The Company has been engaged in expanding its operations through its equity method investments, developing new product offerings, acquiring businesses, raising capital and recruiting personnel. The Company has incurred a loss from operations, and negative cash flows from operating activities, as it has invested in the integration and growth of the Falcon's Beyond Brands division and the newly acquired OES business. Accordingly, the Company performed an evaluation of its ability to continue as a going concern through at least twelve months from the date of the issuance of these consolidated financial statements under Accounting Standards Codification (“ASC”) 205-40, Disclosures of Uncertainties about an Entity’s Ability to Continue as a Going Concern.

During 2025, the Company issued $32.5 million of shares of a newly created series of preferred stock designated as “11% Series B Cumulative Convertible Preferred Stock” (the “Series B Preferred Stock”) for $11.8 million in cash and the exchange of $20.7 million of outstanding debt. The $11.8 million in cash was utilized for the expansions of the attractions division. See "Note 13 – Equity."

The Company’s development plans, and investments have been funded by the sale of non-core assets from its equity method investment and a combination of debt and equity investments from its stockholders. During 2025, PDP sold all of the shares of Tertian XXI, S.L., a wholly-owned subsidiary of PDP, which owned the real estate assets comprising the resort hotel at Tenerife. The Company received $27.0 million in a cash dividend distribution from PDP as a result of the transaction, which was used to fund ongoing operations. See "Note 6 - Investments and advances to equity method investments."
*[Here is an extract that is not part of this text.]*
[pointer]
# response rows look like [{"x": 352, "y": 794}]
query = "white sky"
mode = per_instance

The Company is reliant upon its stockholders, and third parties for obtaining additional financing through debt or equity raises, and from distributions from the liquidation of non-core equity method investments and assets, to fund its working capital needs, contractual commitments, and expansion plans. As of December 31, 2025, the Company continues to carry material accrued expenses and accounts payable in relation to its external advisors fees for the 2023 Business Combination. As of December 31, 2025, the Company has a working capital deficiency of $18.1 million including $0.6 million debt that matured on May 16, 2025 and debt coming due of $2.6 million.

The Company does not currently have sufficient cash or liquidity to pay all liabilities that are owed or are maturing in the next twelve months and fund ongoing operations and therefore concluded substantial doubt exists about its ability to continue as a gong concern. There can be no assurance that additional capital or financing raises, or liquidation of non-core assets and investments, if completed, will provide the necessary funding for the next twelve months from the date of this Annual Report on Form 10-K. This Annual Report on Form 10-K does not reflect the possible future effects on the recoverability and classification of assets or the amounts and classifications of liabilities that may result from the possible inability of the Company to continue as a going concern.